Re: Fast shared or local storage? (Cedar McKay)
Hi Cedar,
I completely agree with David. We routinely use blast in a software pipeline build on top of EC2. We started by using an NFS share, but we are currently transitioning to ephemeral storage.
Our plan is to put the nr database (and other file-based data libraries) on local SSD ephemeral storage for each node in the cluster. You may want to consider pre-packaging the compressed libraries on a custom StarCluster AMI, then use a plug-in to mount ephemeral storage and decompress the blast libraries into ephemeral storage. The avoids the download from S3 each time you start a node, which added 10-20 minutes in our case. Plus, it eliminates one more possible point of failure during cluster initialization. To us, it is worth the extra cost of maintaining a custom AMI and the extra size of the AMI itself.
Best regards,
Steve
From: starcluster-bounces_at_mit.edu [mailto:starcluster-bounces_at_mit.edu] On Behalf Of David Stuebe
Sent: Friday, May 09, 2014 12:49 PM
To: starcluster_at_mit.edu
Subject: Re: [StarCluster] Fast shared or local storage? (Cedar McKay)
Hi Cedar
Beware of using NFS - it may not be posix compliant in ways that seem minor but have caused problems for HDF5 files. I don't know what the blast db file structure is or how they organize their writes, but it can be a problem in some circumstances.

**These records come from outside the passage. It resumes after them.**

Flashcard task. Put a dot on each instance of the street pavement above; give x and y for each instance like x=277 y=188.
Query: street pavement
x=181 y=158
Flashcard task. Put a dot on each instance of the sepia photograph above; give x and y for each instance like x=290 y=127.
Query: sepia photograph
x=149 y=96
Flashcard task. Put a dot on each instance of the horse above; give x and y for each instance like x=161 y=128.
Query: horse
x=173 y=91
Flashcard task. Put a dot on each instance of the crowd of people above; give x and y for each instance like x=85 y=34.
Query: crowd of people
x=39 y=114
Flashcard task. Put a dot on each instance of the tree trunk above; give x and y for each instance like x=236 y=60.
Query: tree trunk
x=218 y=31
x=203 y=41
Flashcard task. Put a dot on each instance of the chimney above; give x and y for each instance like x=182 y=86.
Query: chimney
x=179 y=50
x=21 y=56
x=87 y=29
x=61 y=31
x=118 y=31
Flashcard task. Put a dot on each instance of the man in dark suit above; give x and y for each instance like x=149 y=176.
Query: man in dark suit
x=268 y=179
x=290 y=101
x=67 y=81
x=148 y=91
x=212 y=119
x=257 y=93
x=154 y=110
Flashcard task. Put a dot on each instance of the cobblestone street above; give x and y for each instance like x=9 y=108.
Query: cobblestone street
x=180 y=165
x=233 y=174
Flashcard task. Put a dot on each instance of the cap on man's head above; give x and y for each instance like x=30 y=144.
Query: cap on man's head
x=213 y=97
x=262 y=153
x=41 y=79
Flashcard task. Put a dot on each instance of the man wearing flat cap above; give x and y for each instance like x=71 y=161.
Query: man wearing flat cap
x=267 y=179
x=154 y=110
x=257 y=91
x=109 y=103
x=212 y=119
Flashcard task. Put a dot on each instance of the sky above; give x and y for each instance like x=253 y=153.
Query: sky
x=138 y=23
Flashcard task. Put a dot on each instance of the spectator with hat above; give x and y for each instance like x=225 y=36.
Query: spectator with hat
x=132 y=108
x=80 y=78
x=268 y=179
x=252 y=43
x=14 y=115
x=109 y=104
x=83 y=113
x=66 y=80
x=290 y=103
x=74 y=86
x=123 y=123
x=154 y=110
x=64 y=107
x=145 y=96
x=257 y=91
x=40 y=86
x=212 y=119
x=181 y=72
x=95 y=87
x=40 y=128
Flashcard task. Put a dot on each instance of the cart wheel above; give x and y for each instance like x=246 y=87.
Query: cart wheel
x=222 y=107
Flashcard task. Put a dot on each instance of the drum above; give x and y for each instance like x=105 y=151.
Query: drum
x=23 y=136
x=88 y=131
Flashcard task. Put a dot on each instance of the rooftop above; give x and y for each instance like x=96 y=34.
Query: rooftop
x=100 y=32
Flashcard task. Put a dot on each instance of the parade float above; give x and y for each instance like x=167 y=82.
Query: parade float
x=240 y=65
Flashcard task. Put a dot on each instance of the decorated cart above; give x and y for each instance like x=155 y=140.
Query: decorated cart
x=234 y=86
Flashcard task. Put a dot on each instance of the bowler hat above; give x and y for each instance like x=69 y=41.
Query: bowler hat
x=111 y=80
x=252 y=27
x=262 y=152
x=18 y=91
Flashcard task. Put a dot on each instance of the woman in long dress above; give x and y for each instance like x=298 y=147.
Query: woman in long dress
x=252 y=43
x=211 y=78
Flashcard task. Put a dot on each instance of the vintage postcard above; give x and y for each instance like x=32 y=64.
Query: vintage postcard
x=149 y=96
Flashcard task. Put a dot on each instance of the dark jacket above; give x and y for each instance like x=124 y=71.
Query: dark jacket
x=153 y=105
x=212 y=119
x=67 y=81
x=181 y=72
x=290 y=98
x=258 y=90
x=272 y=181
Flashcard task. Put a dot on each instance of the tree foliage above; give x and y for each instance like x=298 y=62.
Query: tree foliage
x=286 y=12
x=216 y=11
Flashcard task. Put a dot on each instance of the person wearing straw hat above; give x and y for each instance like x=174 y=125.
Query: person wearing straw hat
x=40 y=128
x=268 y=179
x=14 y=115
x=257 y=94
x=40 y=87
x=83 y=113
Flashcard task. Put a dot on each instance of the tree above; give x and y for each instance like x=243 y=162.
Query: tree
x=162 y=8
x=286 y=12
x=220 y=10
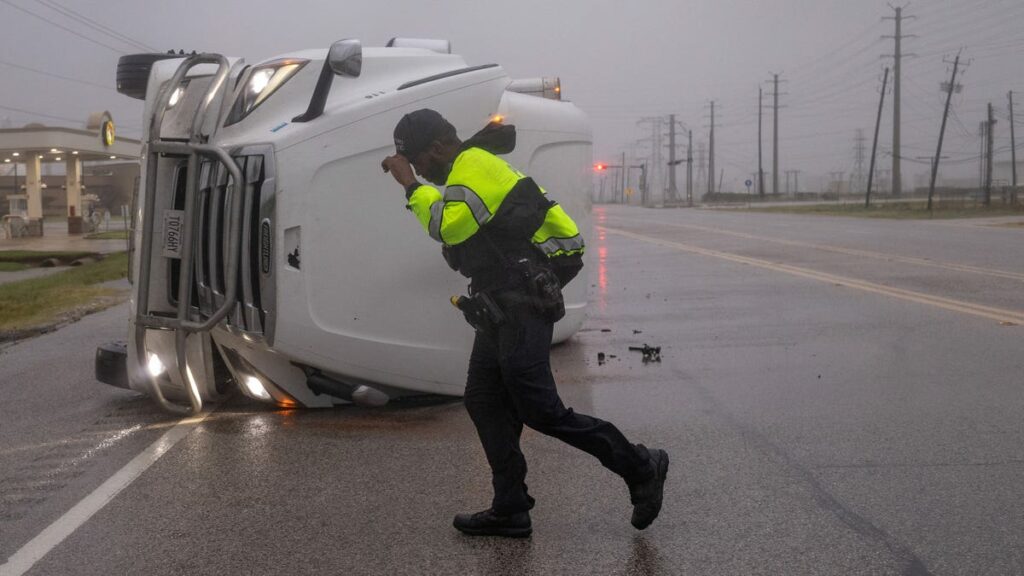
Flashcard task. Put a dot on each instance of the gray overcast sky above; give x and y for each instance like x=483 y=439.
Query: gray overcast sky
x=617 y=60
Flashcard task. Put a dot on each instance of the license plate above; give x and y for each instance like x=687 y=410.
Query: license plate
x=173 y=222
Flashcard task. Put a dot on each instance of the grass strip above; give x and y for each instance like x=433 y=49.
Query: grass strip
x=37 y=304
x=109 y=235
x=896 y=210
x=33 y=257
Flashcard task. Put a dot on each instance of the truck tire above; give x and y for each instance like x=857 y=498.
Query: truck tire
x=133 y=72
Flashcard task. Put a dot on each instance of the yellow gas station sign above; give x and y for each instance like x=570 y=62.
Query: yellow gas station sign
x=107 y=132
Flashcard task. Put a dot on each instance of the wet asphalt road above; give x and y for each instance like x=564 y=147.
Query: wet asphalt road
x=838 y=397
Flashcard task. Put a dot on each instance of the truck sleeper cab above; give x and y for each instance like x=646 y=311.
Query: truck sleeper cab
x=267 y=242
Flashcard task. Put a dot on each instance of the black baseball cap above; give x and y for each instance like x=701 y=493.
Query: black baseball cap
x=419 y=129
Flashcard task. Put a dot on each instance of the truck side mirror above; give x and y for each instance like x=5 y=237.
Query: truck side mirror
x=345 y=57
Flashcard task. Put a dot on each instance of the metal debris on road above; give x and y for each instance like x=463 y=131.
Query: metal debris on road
x=650 y=354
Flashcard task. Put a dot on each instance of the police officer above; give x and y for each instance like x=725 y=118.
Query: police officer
x=518 y=248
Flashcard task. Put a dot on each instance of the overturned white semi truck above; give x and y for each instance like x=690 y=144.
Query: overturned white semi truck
x=269 y=249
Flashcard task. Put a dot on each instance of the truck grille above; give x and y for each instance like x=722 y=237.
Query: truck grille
x=252 y=314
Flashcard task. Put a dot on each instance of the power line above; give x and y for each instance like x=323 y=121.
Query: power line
x=61 y=27
x=98 y=27
x=51 y=75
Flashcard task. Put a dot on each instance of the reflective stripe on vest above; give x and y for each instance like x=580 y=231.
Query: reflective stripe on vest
x=462 y=194
x=557 y=246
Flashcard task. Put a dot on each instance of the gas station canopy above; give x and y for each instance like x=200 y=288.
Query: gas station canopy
x=35 y=146
x=54 y=145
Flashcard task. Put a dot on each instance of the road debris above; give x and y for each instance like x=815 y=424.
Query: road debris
x=650 y=354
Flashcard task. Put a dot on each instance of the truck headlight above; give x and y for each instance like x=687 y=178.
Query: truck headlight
x=263 y=81
x=155 y=366
x=256 y=387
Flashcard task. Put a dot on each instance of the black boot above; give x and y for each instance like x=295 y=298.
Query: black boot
x=646 y=496
x=486 y=523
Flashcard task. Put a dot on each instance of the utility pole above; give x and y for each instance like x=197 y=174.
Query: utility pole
x=774 y=150
x=701 y=165
x=711 y=156
x=689 y=168
x=673 y=191
x=761 y=169
x=989 y=133
x=624 y=176
x=897 y=188
x=875 y=145
x=1013 y=149
x=942 y=132
x=982 y=126
x=857 y=177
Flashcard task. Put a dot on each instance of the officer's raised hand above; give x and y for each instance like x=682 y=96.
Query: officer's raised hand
x=399 y=167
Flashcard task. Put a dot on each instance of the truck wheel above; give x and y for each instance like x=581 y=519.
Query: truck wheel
x=133 y=72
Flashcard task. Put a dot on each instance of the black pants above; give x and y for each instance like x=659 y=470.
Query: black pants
x=510 y=384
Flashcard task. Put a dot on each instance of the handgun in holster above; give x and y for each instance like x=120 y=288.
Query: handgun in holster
x=480 y=311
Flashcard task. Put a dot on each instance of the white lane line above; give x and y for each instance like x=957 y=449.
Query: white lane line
x=23 y=561
x=1005 y=317
x=841 y=250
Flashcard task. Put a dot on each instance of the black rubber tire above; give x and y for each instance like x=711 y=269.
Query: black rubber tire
x=133 y=72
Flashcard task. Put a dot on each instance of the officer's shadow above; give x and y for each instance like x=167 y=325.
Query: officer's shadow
x=644 y=559
x=516 y=559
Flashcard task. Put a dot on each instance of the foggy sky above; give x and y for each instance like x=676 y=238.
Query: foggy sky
x=617 y=60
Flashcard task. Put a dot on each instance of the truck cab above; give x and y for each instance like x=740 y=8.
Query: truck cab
x=269 y=249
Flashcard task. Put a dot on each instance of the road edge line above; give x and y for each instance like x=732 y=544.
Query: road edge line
x=34 y=550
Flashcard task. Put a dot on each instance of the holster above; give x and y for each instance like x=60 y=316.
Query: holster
x=544 y=290
x=481 y=312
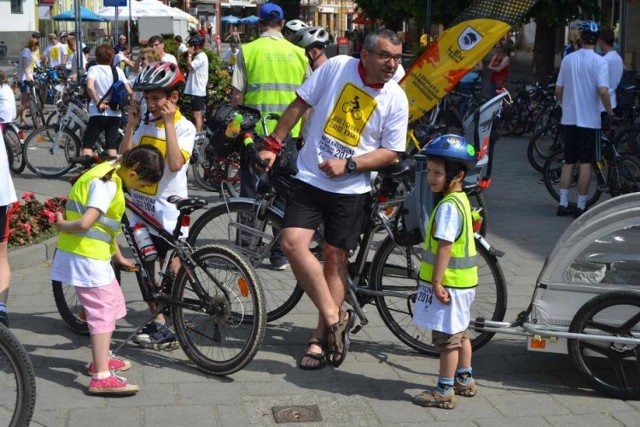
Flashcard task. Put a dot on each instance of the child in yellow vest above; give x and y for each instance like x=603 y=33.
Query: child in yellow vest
x=448 y=272
x=86 y=244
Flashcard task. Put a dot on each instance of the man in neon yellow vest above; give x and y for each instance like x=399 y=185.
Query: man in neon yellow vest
x=448 y=272
x=267 y=73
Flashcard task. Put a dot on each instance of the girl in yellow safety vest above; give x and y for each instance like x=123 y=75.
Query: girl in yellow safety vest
x=86 y=244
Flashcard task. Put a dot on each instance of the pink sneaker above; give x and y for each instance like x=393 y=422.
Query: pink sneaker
x=113 y=384
x=116 y=364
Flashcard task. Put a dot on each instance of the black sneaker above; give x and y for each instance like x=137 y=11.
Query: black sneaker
x=4 y=318
x=564 y=211
x=578 y=211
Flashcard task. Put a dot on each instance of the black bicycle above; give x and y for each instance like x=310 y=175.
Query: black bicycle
x=215 y=299
x=17 y=382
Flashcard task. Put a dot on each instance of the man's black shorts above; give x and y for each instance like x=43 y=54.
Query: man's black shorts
x=581 y=145
x=198 y=103
x=342 y=214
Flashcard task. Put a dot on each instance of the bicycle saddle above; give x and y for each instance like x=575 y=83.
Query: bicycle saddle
x=403 y=167
x=192 y=203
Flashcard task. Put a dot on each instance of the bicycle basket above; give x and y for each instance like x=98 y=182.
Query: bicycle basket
x=217 y=123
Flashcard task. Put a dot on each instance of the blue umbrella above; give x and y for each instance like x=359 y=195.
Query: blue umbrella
x=230 y=19
x=252 y=19
x=85 y=15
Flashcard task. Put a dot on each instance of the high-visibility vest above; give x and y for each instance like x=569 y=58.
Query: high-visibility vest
x=462 y=270
x=99 y=241
x=275 y=69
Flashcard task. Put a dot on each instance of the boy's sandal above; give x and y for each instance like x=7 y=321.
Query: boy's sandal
x=338 y=337
x=320 y=357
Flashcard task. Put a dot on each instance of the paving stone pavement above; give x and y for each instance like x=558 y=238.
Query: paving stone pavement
x=376 y=382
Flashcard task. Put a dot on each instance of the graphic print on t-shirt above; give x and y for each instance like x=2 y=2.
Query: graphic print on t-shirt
x=350 y=115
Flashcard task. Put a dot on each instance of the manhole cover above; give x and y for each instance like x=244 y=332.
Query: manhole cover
x=296 y=414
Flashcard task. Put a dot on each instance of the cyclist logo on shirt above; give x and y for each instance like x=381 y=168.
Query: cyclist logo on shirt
x=350 y=115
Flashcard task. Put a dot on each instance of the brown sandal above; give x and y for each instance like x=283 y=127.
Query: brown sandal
x=320 y=357
x=338 y=337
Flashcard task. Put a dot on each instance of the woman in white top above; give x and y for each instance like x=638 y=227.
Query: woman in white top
x=102 y=117
x=25 y=77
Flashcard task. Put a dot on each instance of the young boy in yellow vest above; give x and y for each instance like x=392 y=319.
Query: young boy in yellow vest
x=163 y=126
x=85 y=247
x=448 y=272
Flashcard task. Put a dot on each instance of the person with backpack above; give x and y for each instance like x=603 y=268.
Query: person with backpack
x=105 y=83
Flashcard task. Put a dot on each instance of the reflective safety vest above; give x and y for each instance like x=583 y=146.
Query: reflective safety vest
x=99 y=241
x=462 y=270
x=275 y=69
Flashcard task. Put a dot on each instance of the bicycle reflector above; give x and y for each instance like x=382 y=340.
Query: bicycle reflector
x=242 y=284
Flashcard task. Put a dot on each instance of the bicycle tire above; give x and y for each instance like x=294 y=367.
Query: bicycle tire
x=390 y=271
x=38 y=151
x=478 y=201
x=69 y=308
x=218 y=225
x=507 y=122
x=551 y=174
x=543 y=143
x=609 y=375
x=14 y=150
x=18 y=380
x=625 y=176
x=229 y=322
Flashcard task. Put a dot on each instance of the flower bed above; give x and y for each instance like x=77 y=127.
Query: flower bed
x=32 y=221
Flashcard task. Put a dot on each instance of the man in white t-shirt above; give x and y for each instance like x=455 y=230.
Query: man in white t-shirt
x=583 y=82
x=358 y=124
x=197 y=79
x=56 y=53
x=614 y=63
x=157 y=43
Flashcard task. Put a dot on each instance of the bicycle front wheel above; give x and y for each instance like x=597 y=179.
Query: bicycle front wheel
x=625 y=176
x=553 y=172
x=47 y=150
x=17 y=382
x=395 y=271
x=218 y=310
x=256 y=236
x=14 y=150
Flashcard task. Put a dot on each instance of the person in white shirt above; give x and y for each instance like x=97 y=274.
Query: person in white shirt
x=614 y=63
x=56 y=54
x=197 y=79
x=358 y=124
x=25 y=77
x=182 y=48
x=583 y=82
x=231 y=54
x=101 y=117
x=7 y=101
x=157 y=43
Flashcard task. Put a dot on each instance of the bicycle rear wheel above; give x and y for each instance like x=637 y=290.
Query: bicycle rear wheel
x=395 y=270
x=17 y=382
x=255 y=235
x=545 y=142
x=47 y=150
x=625 y=176
x=14 y=150
x=221 y=325
x=552 y=173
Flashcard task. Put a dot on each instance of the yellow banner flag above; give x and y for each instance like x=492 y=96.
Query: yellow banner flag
x=437 y=71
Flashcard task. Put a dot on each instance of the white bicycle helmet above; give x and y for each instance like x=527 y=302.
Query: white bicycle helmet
x=311 y=37
x=295 y=25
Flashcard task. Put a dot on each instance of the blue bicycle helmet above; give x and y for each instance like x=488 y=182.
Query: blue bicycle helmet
x=455 y=150
x=589 y=31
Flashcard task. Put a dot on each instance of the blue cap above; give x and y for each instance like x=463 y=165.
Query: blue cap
x=271 y=11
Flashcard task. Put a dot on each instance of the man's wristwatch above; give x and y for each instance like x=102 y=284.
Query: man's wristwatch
x=351 y=165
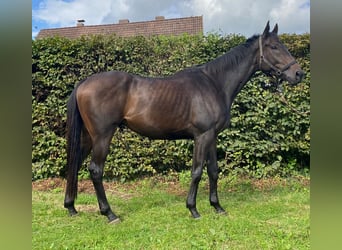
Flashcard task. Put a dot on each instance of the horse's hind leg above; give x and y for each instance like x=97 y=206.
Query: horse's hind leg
x=69 y=201
x=100 y=151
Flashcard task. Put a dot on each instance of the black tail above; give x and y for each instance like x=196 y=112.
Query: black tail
x=74 y=158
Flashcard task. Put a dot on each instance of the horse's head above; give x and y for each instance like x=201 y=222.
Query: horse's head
x=276 y=60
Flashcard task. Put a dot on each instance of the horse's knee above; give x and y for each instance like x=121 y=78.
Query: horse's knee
x=95 y=172
x=196 y=175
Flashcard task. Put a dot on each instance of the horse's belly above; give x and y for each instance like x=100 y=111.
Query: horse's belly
x=159 y=130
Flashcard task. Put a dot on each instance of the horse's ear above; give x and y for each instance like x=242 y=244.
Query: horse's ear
x=275 y=29
x=267 y=30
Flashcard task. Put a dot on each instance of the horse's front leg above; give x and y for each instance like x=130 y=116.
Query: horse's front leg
x=201 y=147
x=213 y=172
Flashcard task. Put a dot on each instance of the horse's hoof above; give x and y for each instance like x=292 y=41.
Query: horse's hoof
x=195 y=213
x=221 y=211
x=114 y=221
x=72 y=212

I really like the suggestions of using the ephemeral storage. I suggest you create a plugin that moves the data to the drive from S3 on startup when you add a node. That should be simpler than the on demand caching which although elegant may take you some time to implement.
David
Thanks for the very useful reply. I think I'm going to go with the s3fs option and cache to local ephemeral drives. A big blast database is split into many parts, and I'm pretty sure that every file in a blast db isn't read every time, so this way blasting can proceed immediately. The parts of the blast database download from s3 on demand, and cached locally. If there was much writing, I'd probably be reluctant to use this approach because the s3 eventual consistency model seems to require tolerance of write fails at the application level. I'll write my results to a shared nfs volume.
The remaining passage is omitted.